If the frequency with which he and his team score were not enough, nor Spain's wonderful Euro 2008 run, nor Villa's acquisition by Barcelona, then this World Cup will surely convince any remaining doubters.
When Fernando Torres remains limp, and Xavi and Andres Iniesta are passable but their weapons not perfectly calibrated, Spain relies on Villa alone. His numbers until now are well known - five goals in five matches. But more impressive still is his impeccable timing.
The 28-year-old from Asturias has saved his national team time and again. His brace beat Honduras virtually single-handedly, and he alone turned the tide against Chile and Iberian rival Portugal.
And of course it was Villa's dramatic winner that pushed Spain over Paraguay and into tonight's epic semifinal with Germany.
Barcelona manager Pep Guardiola knew just what he was doing in dropping 40 million euro on the diminutive striker.

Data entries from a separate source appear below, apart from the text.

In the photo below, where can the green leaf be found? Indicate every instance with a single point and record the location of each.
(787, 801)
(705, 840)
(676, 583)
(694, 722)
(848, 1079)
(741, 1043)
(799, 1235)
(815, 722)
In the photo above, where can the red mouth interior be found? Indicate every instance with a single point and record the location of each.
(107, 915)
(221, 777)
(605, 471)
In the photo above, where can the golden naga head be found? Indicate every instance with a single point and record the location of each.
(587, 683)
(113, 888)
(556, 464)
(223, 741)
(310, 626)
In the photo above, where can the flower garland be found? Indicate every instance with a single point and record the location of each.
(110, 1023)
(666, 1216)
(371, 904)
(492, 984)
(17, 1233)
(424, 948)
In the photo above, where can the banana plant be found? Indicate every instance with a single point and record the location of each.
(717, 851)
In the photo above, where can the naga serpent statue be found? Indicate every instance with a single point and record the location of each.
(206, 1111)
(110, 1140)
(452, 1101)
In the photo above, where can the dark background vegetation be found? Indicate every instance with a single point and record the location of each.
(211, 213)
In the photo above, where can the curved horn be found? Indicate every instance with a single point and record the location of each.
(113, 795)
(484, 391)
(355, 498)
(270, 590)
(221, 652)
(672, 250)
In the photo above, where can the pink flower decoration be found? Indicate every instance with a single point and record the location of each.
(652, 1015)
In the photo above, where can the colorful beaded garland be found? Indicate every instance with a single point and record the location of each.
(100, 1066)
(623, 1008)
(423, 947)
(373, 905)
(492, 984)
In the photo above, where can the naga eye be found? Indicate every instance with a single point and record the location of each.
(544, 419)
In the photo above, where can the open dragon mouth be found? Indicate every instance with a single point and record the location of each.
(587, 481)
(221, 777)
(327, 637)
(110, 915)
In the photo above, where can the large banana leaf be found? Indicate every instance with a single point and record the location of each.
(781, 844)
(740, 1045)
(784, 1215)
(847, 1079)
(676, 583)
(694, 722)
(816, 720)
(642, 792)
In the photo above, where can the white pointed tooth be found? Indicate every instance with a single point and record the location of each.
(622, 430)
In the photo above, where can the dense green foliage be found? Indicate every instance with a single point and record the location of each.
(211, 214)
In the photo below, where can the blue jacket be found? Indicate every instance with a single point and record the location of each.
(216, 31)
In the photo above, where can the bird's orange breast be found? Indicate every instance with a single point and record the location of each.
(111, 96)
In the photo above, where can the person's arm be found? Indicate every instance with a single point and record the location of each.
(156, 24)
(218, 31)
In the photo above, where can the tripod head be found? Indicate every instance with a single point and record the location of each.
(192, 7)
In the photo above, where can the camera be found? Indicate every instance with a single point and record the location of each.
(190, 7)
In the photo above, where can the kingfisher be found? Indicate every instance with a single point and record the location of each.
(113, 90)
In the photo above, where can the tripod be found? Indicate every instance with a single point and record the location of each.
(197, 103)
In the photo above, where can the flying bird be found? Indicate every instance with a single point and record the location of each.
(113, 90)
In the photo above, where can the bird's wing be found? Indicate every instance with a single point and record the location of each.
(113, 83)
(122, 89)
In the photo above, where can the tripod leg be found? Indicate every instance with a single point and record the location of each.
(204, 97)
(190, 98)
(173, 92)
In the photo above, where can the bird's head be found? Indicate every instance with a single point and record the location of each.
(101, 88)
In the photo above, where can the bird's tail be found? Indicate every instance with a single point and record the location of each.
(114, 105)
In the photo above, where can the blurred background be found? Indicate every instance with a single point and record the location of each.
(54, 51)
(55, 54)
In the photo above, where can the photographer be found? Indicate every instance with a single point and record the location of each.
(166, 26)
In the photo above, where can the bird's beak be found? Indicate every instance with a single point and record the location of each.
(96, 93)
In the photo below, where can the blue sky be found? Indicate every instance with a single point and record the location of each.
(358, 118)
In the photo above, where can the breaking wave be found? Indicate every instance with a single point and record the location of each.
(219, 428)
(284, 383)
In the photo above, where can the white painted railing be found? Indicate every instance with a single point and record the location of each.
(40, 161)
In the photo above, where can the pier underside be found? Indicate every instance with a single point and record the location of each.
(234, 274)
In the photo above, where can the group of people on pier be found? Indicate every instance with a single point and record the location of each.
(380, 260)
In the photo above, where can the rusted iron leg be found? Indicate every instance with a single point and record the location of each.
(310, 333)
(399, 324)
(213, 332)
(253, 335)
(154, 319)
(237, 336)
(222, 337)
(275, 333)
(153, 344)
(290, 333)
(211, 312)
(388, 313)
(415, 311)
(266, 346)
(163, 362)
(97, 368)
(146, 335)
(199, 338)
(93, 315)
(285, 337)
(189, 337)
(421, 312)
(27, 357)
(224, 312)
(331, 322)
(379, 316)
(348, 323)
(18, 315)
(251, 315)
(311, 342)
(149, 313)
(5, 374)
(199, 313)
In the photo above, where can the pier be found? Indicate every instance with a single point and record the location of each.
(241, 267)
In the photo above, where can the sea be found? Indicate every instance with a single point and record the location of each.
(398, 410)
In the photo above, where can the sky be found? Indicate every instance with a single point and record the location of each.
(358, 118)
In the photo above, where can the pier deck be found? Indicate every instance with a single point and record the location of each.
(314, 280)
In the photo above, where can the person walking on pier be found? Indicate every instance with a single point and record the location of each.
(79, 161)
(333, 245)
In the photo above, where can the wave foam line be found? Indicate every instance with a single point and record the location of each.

And Spain coach Vicente del Bosque minces no words: Villa is "un tesoro nacional" - a national treasure. "What he does speaks louder than anything else," del Bosque said. "He's always in the right place at the right time."
Vaya con Dios
Villa's talent is so dizzying that some are convinced it is the product of divine intervention.
"He's blessed from above," said Spain keeper and captain Iker Casillas after the Paraguay win. "There's no other explanation."
Villa himself takes another view. "Of course I want to keep scoring, but I think more about the success of the team as a whole. If we don't win this game we haven't done anything. If we don't bring home the Cup it's as if we haven't done a thing here," he said.
If there's anyone who can bring gold to the streets of Madrid and Barcelona, Valencia and Seville, it's King David.